The Dartmouth Institute for Health Policy and Clinical Practice, Dartmouth College, 35 Centerra Parkway, Suite 110, Lebanon, NH 03766, USA.
Health Care Manag Sci. 2010 Mar;13(1):65-73. doi: 10.1007/s10729-009-9112-0.
Case mix methods such as diagnosis related groups have become a basis of payment for inpatient hospitalizations in many countries. Specifying cost weight values for case mix system payment has important consequences; recent evidence suggests case mix cost weight inaccuracies influence the supply of some hospital-based services. To begin to address the question of case mix cost weight accuracy, this paper is motivated by the objective of improving the accuracy of cost weight values due to inaccurate or incomplete comorbidity data. The methods are suitable to case mix methods that incorporate disease severity or comorbidity adjustments. The methods are based on the availability of detailed clinical and cost information linked at the patient level and leverage recent results from clinical data audits. A Bayesian framework is used to synthesize clinical data audit information regarding misclassification probabilities into cost weight value calculations. The models are implemented through Markov chain Monte Carlo methods. An example used to demonstrate the methods finds that inaccurate comorbidity data affects cost weight values by biasing cost weight values (and payments) downward. The implications for hospital payments are discussed and the generalizability of the approach is explored.

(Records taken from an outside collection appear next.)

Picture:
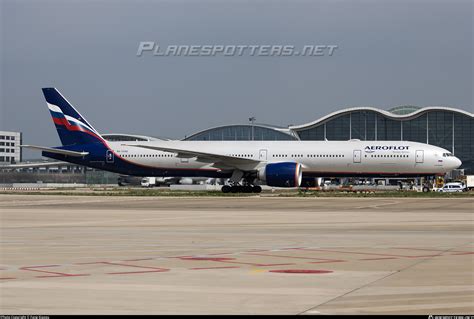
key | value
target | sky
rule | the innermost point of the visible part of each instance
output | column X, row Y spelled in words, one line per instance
column 389, row 53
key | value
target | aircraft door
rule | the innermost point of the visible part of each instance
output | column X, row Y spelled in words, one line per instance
column 109, row 156
column 419, row 156
column 357, row 156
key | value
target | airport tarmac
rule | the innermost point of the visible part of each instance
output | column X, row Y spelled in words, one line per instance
column 227, row 255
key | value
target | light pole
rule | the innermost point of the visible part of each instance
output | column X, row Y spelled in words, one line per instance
column 252, row 119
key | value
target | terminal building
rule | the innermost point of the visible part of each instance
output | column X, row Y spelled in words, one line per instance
column 10, row 150
column 449, row 128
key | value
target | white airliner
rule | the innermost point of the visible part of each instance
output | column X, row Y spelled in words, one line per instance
column 246, row 163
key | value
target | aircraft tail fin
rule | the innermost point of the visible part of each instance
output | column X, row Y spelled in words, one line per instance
column 72, row 127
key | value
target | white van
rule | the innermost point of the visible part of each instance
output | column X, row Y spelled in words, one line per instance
column 452, row 187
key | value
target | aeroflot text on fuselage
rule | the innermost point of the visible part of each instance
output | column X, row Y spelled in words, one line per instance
column 373, row 148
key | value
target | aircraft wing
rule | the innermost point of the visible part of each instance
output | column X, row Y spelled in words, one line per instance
column 205, row 156
column 56, row 150
column 36, row 164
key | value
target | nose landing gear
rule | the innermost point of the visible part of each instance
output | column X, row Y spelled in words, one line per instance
column 241, row 189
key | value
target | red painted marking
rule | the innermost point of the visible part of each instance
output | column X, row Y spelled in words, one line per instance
column 154, row 269
column 140, row 259
column 296, row 257
column 54, row 273
column 370, row 254
column 424, row 249
column 268, row 265
column 207, row 258
column 136, row 272
column 55, row 276
column 328, row 261
column 301, row 271
column 91, row 263
column 223, row 267
column 381, row 258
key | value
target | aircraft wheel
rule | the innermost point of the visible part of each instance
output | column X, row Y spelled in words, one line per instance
column 225, row 189
column 257, row 189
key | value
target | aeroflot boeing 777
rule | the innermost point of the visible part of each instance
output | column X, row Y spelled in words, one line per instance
column 245, row 163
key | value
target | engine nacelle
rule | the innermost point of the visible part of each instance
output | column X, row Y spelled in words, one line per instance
column 287, row 174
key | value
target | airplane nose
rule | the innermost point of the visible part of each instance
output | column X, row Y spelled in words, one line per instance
column 457, row 162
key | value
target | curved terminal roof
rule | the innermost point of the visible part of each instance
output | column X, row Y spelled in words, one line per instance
column 398, row 113
column 119, row 137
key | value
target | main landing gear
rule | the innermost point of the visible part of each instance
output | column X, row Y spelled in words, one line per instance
column 241, row 189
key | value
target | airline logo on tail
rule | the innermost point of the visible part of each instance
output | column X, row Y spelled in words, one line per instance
column 72, row 127
column 59, row 118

病例组合方法(如诊断相关分组)已成为许多国家住院患者支付的基础。为病例组合系统支付指定成本权重值具有重要意义;最近的证据表明,病例组合成本权重不准确会影响某些基于医院的服务供应。为了开始解决病例组合成本权重准确性的问题,本文的目的是提高由于合并症数据不准确或不完整而导致的成本权重值的准确性。这些方法适用于包含疾病严重程度或合并症调整的病例组合方法。这些方法基于详细的临床和成本信息的可用性,并利用最近的临床数据审计结果。使用贝叶斯框架将临床数据审计信息中关于分类错误概率的信息综合到成本权重值的计算中。模型通过马尔可夫链蒙特卡罗方法实现。用于演示方法的示例发现,不准确的合并症数据会通过向下偏差成本权重值(和付款)来影响成本权重值。讨论了对医院付款的影响,并探讨了该方法的可推广性。